Odio, el principal veneno

El Deber Hace 6/26/2019 8:00:00 AM

Quizás no hace falta que los opositores vayan al norte de Potosí a hacer campaña electoral, bajo amenaza de ser envenenados por el solo hecho de buscar el voto de los electores; en realidad, el veneno ya está en el aire y no solo en esa región, sino en todo el país. El veneno está en el odio que dejan las palabras del dirigente campesino Ever Rojas y que fue lanzado en un acto político, frente al presidente del Estado, Evo Morales, ahora más candidato que mandatario, y la presidenta de la Cámara de Senadores.

El domingo, durante la promulgación de la ley que crea un nuevo municipio en el norte potosino, el dirigente dijo: “Esta nuestra tierra de Tomás Katari, hay kataris malos (que) no van a permitir a los partidos neoliberales entrar aquí.
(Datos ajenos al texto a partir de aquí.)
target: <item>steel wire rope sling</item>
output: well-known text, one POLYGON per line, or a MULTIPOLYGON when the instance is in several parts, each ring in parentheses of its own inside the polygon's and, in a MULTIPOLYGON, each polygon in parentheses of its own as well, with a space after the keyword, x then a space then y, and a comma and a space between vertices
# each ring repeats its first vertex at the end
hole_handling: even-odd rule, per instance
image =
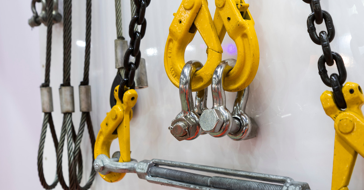
POLYGON ((322 10, 320 0, 303 0, 309 3, 312 13, 307 19, 308 32, 311 40, 322 47, 323 54, 318 60, 318 73, 324 83, 332 88, 326 90, 320 100, 326 114, 335 121, 335 136, 333 166, 332 190, 347 190, 358 154, 364 157, 364 116, 361 108, 364 96, 360 86, 348 82, 343 58, 331 51, 330 43, 335 36, 335 29, 330 14, 322 10), (317 35, 314 21, 318 24, 324 21, 327 32, 317 35), (335 62, 334 61, 335 61, 335 62), (325 63, 329 66, 336 64, 339 74, 329 77, 325 63))
MULTIPOLYGON (((33 1, 35 4, 35 1, 33 1)), ((32 5, 33 3, 32 3, 32 5)), ((49 10, 53 8, 53 1, 48 0, 47 2, 47 9, 49 10)), ((39 177, 39 180, 43 188, 46 189, 54 189, 58 183, 58 176, 56 174, 53 182, 51 185, 48 185, 46 181, 44 178, 44 173, 43 171, 43 152, 44 149, 44 142, 46 140, 46 134, 47 132, 47 128, 48 125, 49 124, 51 133, 54 143, 55 149, 56 150, 58 146, 58 141, 57 138, 57 135, 54 129, 54 125, 52 117, 52 112, 53 111, 53 103, 52 98, 52 88, 50 86, 50 75, 51 68, 51 56, 52 52, 52 27, 53 25, 53 17, 52 16, 52 11, 47 12, 47 49, 46 58, 46 69, 44 82, 40 86, 40 94, 41 98, 42 111, 44 113, 44 118, 43 120, 41 132, 40 134, 40 138, 39 140, 39 145, 38 150, 38 174, 39 177)), ((36 18, 37 17, 36 14, 36 18)), ((32 18, 35 18, 33 16, 32 18)), ((31 19, 29 19, 29 20, 31 19)), ((33 19, 33 20, 35 20, 33 19)), ((29 21, 29 25, 33 27, 35 26, 30 24, 31 21, 29 21)), ((40 23, 39 23, 40 25, 40 23)))
POLYGON ((63 122, 61 132, 59 145, 57 149, 57 173, 62 176, 62 157, 63 145, 66 135, 67 135, 67 149, 68 161, 69 186, 67 186, 63 177, 60 178, 59 182, 65 190, 84 190, 90 188, 94 178, 95 173, 91 170, 90 176, 84 186, 81 187, 80 183, 82 178, 82 160, 80 146, 85 125, 87 124, 91 149, 94 150, 95 135, 90 115, 91 110, 91 87, 88 85, 88 74, 91 48, 91 0, 86 1, 86 45, 83 80, 79 87, 80 110, 82 112, 80 127, 76 135, 72 122, 72 113, 74 112, 73 87, 71 86, 71 53, 72 32, 72 1, 64 1, 63 26, 63 83, 59 88, 61 99, 61 112, 64 114, 63 122), (72 149, 73 143, 74 149, 72 149), (76 162, 78 165, 76 175, 76 162))

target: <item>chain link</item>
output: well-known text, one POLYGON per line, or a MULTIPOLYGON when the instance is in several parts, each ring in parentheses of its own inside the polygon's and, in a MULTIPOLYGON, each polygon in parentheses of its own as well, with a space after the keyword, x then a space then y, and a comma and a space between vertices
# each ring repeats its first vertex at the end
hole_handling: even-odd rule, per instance
POLYGON ((328 12, 321 9, 320 0, 302 0, 310 4, 312 12, 307 19, 307 31, 312 41, 322 47, 324 53, 317 63, 318 74, 324 83, 332 88, 337 106, 341 109, 345 109, 346 103, 341 89, 343 84, 346 80, 346 69, 343 58, 340 55, 336 52, 331 51, 330 43, 335 37, 335 28, 332 18, 328 12), (317 35, 314 21, 317 24, 320 24, 324 21, 327 32, 321 31, 319 35, 317 35), (329 66, 332 66, 334 65, 334 60, 336 63, 339 74, 333 73, 329 77, 325 64, 329 66))
MULTIPOLYGON (((134 3, 136 7, 136 14, 132 17, 129 24, 129 36, 130 37, 129 48, 127 50, 124 57, 124 67, 126 72, 125 78, 120 83, 119 89, 123 89, 126 86, 130 89, 135 88, 134 77, 135 70, 138 69, 140 63, 141 53, 139 48, 140 42, 145 35, 147 27, 147 20, 145 19, 145 10, 150 3, 150 0, 134 0, 134 3), (140 31, 134 29, 136 25, 141 25, 140 31), (134 62, 129 61, 130 56, 135 58, 134 62)), ((119 91, 120 100, 122 100, 124 90, 119 91)))

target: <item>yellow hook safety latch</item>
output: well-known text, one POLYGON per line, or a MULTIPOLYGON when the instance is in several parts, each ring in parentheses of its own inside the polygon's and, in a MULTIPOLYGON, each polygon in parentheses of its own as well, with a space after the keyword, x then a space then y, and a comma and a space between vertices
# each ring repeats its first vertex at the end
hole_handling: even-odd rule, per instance
POLYGON ((185 51, 197 30, 207 47, 207 61, 195 73, 193 91, 204 89, 211 83, 215 69, 221 61, 222 48, 206 0, 183 0, 169 27, 164 51, 164 66, 168 78, 176 86, 185 62, 185 51))
POLYGON ((332 92, 321 95, 321 102, 327 115, 335 122, 335 146, 332 190, 348 190, 348 185, 358 153, 364 157, 364 116, 361 106, 364 96, 359 85, 350 82, 343 87, 347 108, 336 106, 332 92))
MULTIPOLYGON (((119 88, 118 85, 114 90, 116 105, 107 114, 101 123, 95 142, 94 157, 96 158, 98 155, 103 154, 110 158, 110 146, 113 140, 118 138, 120 155, 119 162, 124 162, 130 161, 130 122, 133 117, 131 108, 136 103, 138 94, 135 90, 128 90, 124 93, 122 102, 118 96, 119 88)), ((106 181, 112 182, 121 180, 125 173, 110 172, 106 175, 100 175, 106 181)))
POLYGON ((249 4, 242 0, 215 0, 214 16, 220 43, 226 32, 236 45, 238 56, 232 70, 228 73, 224 89, 242 90, 250 84, 259 64, 259 47, 254 29, 254 21, 248 10, 249 4))

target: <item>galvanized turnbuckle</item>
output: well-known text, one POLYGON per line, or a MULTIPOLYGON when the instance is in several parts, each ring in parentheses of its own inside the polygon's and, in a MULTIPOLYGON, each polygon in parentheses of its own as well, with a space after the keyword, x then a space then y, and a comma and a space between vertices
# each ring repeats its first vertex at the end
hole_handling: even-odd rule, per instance
POLYGON ((326 90, 320 99, 326 114, 335 121, 335 130, 332 190, 348 190, 358 153, 364 157, 364 96, 357 84, 347 82, 342 88, 347 108, 336 103, 334 93, 326 90))
POLYGON ((258 126, 245 113, 249 86, 237 93, 232 114, 226 108, 223 84, 226 73, 233 68, 236 61, 233 59, 226 60, 216 68, 211 85, 213 106, 202 112, 199 121, 203 132, 211 136, 219 137, 228 134, 232 139, 240 141, 256 137, 258 126))
POLYGON ((106 175, 121 173, 135 173, 139 178, 150 183, 185 189, 310 190, 307 183, 296 181, 290 178, 283 176, 158 159, 144 160, 139 162, 132 159, 129 162, 122 163, 114 160, 116 159, 109 158, 106 155, 99 155, 94 162, 97 163, 94 166, 98 166, 94 167, 95 170, 106 175), (178 169, 236 177, 244 179, 211 177, 177 169, 178 169))

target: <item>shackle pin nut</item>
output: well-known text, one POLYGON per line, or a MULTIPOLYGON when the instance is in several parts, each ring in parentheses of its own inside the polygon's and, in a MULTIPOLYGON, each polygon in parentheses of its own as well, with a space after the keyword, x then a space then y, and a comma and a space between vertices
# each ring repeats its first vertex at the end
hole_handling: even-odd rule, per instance
POLYGON ((62 113, 74 112, 75 98, 74 97, 73 86, 61 86, 59 90, 61 112, 62 113))
POLYGON ((92 111, 91 104, 91 86, 80 85, 78 87, 80 96, 80 111, 90 112, 92 111))
POLYGON ((40 98, 42 102, 42 112, 51 113, 53 112, 53 98, 52 87, 40 87, 40 98))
Si van a entrar a la tierra de Tomás Katari, en español dicen víbora ¿la víbora qué hace?, envenena, estos kataris van a envenenar a los q’aras, por eso, que no se atrevan a entrar a la tierra de Tomás Katari”, entre arengas de ¡wañuchun q’aras (mueran los blancos)!

No hace falta ser opositor ni erudito en leyes para darse cuenta de que esas palabras violan al menos cuatro leyes: la Constitución Política del Estado, que garantiza el libre tránsito, el derecho a reunirse, a pensar y expresarse con libertad; la Ley Contra el Racismo y toda forma de Discriminación; la Ley de Régimen Electoral al anunciar que se impedirá pedir el voto; así como el Código Penal, por la amenaza de muerte que ha sido lanzada.

Empero, sí llama la atención que el presidente sea testigo de esas palabras y no diga nada, demostrando que la lucha contra el racismo y el pedido de unidad lanzado muchas veces son un discurso que solo sirve para determinadas circunstancias. Asimismo, es censurable –aunque ya no es sorprendente- que el Órgano Electoral emita un tímido pronunciamiento de rechazo a las palabras del dirigente, con el que no se da garantías reales a los opositores.

No hay que olvidar que esa no ha sido la primera amenaza lanzada contra los opositores. Hace algunos meses se dijo en Chapare que se les impediría hacer campaña, mientras que posturas de este tipo se han repetido durante los últimos años, atizadas también por discursos que dividen, emitidos sobre todo por el vicepresidente, quien parece entender que conquistar el voto es denostar a los contrarios.

Lamentablemente el odio racial no se ha superado en el país. La aceptación y la unidad parecen hacer aguas. Las expresiones discriminadoras no son aceptables ni en el occidente ni en el oriente. Tanto como el odio expresado por Ever Rojas, es censurable la exclusión y el insulto que se encuentran en las redes sociales, en los discursos y en cualquier otra forma de comunicación.

Estas expresiones son un retroceso y, lamentablemente, prevalecen frente a otros esfuerzos por lograr la unidad para salir adelante como país.